InTrIcAtE fRiCtIons
by Simon James
1
Curtains of water shimmer in fading light. Distinct zones of white noise showers.
Drips, splats, trickles, droplets, flow.
Wind activated waves of intensity, the outside swaying, rippling trees blown in through the huge jagged stone window in a wash of noise that fills the entire sound spectrum.
Every surface damp.
Every sound scatters, broken in to wet granular echoes bounced and thrown by dense, harsh cave surfaces. Communication is scrambled, muddled and the constant rustling of wind activated trees that surround the cave mask frequencies important for clarity.
Those explorers that had ventured out in the deluge have long since departed and we are alone. It’s dark now and as my ears attune to the environment new details appear. A drain in the entrance tunnel emits gurgled vowels like a human voice, and I wonder slightly fearfully, if we are about to be joined by strangers. The noticing of this sound reminds me how long it takes to tune in to a new space and also that my sense of hearing is heightened when scared. That this sound continues at length without any appearance of humans, does nothing to lessen my anxiety.
Drips on waterproof fabric stand out, slightly softer than cave borne impacts.
Occasionally a drip hits an unseen metal object and it sounds unnatural as it resonates and echoes around the cavern walls.
Our movements reverberate and carry far, but lose spatial detail.
How do I feel in this space? Wet, uncomfortable and uneasy. My eyes dart around the dimly lit main chamber, head torch beam not wide enough to illuminate the periphery of my vision.
As I stand in the mouth of the cave, eyes moving over the rough violently hewn surfaces of the slate, I wonder what it must have been like to live in spaces like this, where the shapes and formations of the cave play visual tricks, projecting grotesque faces and monsters.

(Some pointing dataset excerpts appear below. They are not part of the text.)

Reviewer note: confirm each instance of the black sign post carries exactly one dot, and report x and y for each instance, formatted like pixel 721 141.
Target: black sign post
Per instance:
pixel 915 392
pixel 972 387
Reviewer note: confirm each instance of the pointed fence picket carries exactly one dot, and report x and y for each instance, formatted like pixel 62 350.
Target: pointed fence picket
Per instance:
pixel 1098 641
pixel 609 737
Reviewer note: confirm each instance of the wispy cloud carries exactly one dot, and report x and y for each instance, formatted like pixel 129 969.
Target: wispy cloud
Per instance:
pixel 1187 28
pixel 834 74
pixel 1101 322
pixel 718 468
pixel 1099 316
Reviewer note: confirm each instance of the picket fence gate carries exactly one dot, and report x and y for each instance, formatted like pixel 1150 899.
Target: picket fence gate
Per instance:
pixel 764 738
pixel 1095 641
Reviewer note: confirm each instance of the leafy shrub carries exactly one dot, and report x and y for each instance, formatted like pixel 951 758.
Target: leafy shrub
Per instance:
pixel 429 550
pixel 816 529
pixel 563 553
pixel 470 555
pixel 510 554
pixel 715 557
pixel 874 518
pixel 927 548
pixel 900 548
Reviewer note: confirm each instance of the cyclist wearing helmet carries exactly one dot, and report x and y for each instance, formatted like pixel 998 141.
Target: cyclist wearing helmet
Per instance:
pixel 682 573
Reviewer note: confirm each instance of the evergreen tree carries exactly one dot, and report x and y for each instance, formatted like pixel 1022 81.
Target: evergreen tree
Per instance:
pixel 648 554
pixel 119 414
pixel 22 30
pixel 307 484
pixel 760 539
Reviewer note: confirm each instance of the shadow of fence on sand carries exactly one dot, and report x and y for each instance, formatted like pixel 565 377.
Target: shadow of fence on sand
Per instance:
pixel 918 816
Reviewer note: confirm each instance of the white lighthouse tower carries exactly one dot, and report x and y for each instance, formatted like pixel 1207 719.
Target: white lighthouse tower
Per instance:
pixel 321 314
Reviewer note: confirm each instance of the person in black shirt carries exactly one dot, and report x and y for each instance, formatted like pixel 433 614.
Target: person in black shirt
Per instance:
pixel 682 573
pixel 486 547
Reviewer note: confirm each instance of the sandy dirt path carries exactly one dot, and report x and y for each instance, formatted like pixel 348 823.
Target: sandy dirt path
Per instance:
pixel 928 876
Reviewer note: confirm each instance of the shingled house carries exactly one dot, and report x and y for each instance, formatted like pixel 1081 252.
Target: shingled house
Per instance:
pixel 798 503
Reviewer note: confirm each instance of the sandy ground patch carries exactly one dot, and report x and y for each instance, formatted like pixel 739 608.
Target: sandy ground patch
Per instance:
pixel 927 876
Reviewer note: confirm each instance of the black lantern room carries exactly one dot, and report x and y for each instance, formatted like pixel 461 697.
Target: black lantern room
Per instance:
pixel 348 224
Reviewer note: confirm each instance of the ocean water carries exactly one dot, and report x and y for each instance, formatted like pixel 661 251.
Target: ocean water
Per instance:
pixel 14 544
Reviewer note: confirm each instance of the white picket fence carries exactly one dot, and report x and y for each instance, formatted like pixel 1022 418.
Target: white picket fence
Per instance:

On the dark drive home feeling disorientated and travel sick, we plough through deep puddles, the water parting with a drawn out whoosh, deep and physical, resonating through the body of the car.
Over night the wind picks up and plays the house like an instrument.
The next day we pick up supplies on the way and I’m tempted by a can of ‘Cave Rave’ beer.
The rain has stopped but water continues to drip, leak and trickle. It seems to come from everywhere, seeping out of the rocks themselves.
2
Camera light reflects in brown water.
A singer enjoys the acoustics.
Animalistic howls from a group that apologise later for being too noisy. I decide next time I’d like to invite people to make their favourite ‘big echo’ sound. We must all have one.
Q What is the sound you make when you walk into a tunnel or a space where the acoustics are noticeable?
A. I call out the word ‘Echo’ - my son’s name.
It’s busier today and footsteps and dusty, gravelly scuffs approach, recede and disappear. I feel conspicuous with my big furry wind protection. It looks like a badger on a stick.
The drips come in so many varieties - plips, bloops, blips, blups, clicks, ticks, ploks. Regular pulses, irregular pulses, distant, medium range, close.
Some more resonant than others.
A drop lands on my metal cup, another distinct timbre and pitch.
I leave my microphone recording on a high ledge above the main cavern. (Later playback reveals this is the best of the two days).
Outside in the dark I step over brittle, crunching slate collecting different sizes and shapes, listening to their pitches and textures as I hit and move them together. I find the friction between objects fascinating.
After warm tea we end our visit with a performance of Pauline Oliveros’s ‘Rock Piece’, the three of us each using a pair of the collected slates to sound the complex acoustics of the main cave. An exercise in connecting with the environment and with each other, the performance begins with the group listening for environmental pulses (such as a constant dripping) from which each participant can derive their own independent pulse that must be different from the others.
The participants move slowly and freely, sounding out the environment in all directions with their rock pulses and gradually converging into a tight circle for the ending. (Oliveros).
Later back at Curtis and Emily’s house I set up my microphone and record the slates close up. I love this sort of listening - it’s mesmerising, microscopic and slow, and I revel in the world of intricate frictions.
Listening Journal entries from a research trip to Cathedral Quarry in Cumbria, accompanied by fellow artists Curtis James and Emily Macaulay. The visit marked a first step towards making something together about this place.